Tuesday, March 25, 2014


(The noble army of martyrs : praise thee. The Te Deum Laudamus)

By Roger Salter
Special to Virtueonline
March 24, 2014

No major English leader of the Reformation era has been more seriously misjudged than Thomas Cranmer. The Protestant martyrs of his generation have been admired, deservedly, for their courage. Latimer has been lauded for his fearless preaching, Ridley for his wisdom and measured theological pronouncements, Bradford for his bold doctrinal stance and benign nature, and Jewel for his masterly defense of the Reformed Catholicism of the Church in England. Cranmer is appreciated by liturgiologists and lovers of the traditional 16th/17th century services of the Book of Common Prayer.
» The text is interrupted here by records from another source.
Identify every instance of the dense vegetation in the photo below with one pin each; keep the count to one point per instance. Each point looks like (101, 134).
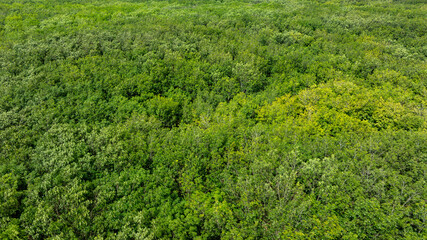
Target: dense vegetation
(256, 119)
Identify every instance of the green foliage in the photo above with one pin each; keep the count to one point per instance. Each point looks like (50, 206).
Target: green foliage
(248, 119)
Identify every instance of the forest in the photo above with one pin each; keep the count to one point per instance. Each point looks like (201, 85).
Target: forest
(213, 119)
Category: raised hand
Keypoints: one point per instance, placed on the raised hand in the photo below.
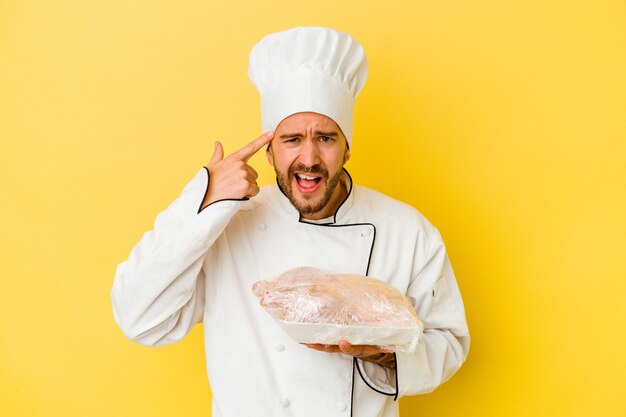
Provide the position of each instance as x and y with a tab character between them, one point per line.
383	357
232	177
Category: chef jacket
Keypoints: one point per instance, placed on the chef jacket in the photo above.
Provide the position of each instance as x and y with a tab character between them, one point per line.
199	266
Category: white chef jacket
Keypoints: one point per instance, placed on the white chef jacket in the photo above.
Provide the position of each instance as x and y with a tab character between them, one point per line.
200	266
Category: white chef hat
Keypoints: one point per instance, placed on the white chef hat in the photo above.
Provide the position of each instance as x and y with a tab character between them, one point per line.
308	69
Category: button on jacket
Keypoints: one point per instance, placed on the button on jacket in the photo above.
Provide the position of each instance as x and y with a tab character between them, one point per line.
199	266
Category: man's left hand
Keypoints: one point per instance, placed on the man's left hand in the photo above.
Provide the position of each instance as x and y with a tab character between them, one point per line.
369	353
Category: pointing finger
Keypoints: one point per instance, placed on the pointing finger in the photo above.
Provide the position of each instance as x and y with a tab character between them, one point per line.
253	147
218	153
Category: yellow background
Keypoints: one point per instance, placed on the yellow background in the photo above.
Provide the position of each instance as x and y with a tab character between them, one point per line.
503	122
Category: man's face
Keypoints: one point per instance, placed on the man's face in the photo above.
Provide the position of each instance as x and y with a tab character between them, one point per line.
308	153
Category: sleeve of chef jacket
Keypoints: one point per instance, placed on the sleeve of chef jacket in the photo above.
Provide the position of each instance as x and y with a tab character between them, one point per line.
444	344
158	293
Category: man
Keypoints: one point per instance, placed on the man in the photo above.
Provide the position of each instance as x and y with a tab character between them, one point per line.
224	233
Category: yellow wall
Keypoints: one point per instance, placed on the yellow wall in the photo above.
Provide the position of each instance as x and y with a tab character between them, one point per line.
503	122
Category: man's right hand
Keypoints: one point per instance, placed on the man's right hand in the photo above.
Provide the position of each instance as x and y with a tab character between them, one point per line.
232	177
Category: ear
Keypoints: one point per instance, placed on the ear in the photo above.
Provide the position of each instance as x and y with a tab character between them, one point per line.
269	154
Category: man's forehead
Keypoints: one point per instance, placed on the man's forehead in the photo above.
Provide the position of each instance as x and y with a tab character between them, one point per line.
308	120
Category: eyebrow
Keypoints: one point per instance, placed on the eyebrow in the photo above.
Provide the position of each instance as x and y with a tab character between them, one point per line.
317	133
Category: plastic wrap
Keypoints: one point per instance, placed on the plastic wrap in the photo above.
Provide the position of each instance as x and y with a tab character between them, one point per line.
314	306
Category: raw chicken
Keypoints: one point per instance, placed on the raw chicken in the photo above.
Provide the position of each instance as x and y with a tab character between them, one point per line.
314	306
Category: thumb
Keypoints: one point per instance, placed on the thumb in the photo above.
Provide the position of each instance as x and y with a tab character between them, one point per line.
218	154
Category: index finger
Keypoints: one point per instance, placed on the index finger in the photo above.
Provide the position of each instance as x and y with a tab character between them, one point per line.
253	147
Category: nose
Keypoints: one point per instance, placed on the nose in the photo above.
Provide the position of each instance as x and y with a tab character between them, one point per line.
309	153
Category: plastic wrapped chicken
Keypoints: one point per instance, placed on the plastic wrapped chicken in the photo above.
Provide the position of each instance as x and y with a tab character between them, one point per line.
313	306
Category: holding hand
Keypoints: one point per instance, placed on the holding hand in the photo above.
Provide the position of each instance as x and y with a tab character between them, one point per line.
232	177
383	357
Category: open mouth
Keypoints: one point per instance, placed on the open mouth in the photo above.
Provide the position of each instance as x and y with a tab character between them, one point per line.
307	183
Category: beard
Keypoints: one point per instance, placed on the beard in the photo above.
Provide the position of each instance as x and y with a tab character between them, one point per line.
308	207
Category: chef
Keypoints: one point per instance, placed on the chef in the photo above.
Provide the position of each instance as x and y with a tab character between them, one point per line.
224	233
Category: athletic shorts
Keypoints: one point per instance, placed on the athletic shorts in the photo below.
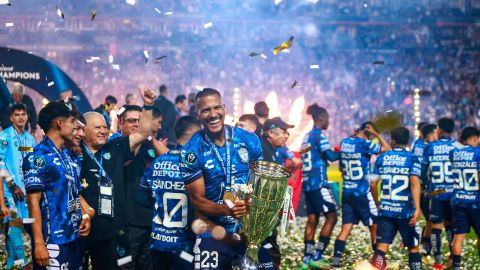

Scarcely anyone is familiar with the person of Cranmer, his integrity as a servant of the divine appointment of the monarchy, as he believed, his skills as a careful scholar cautious in arriving at sound conclusions, his thoroughness as a theologian with profoundly pastoral motives, and his tenderness as a true child of God. The mind of Cranmer conceived the mental and spiritual architecture of authentic Anglicanism and the mildness of his temperament determined the mature mien of Anglican character. He fashioned both the essence and ethos of Anglicanism as an instrument in the hand of God for the blessing of his nation.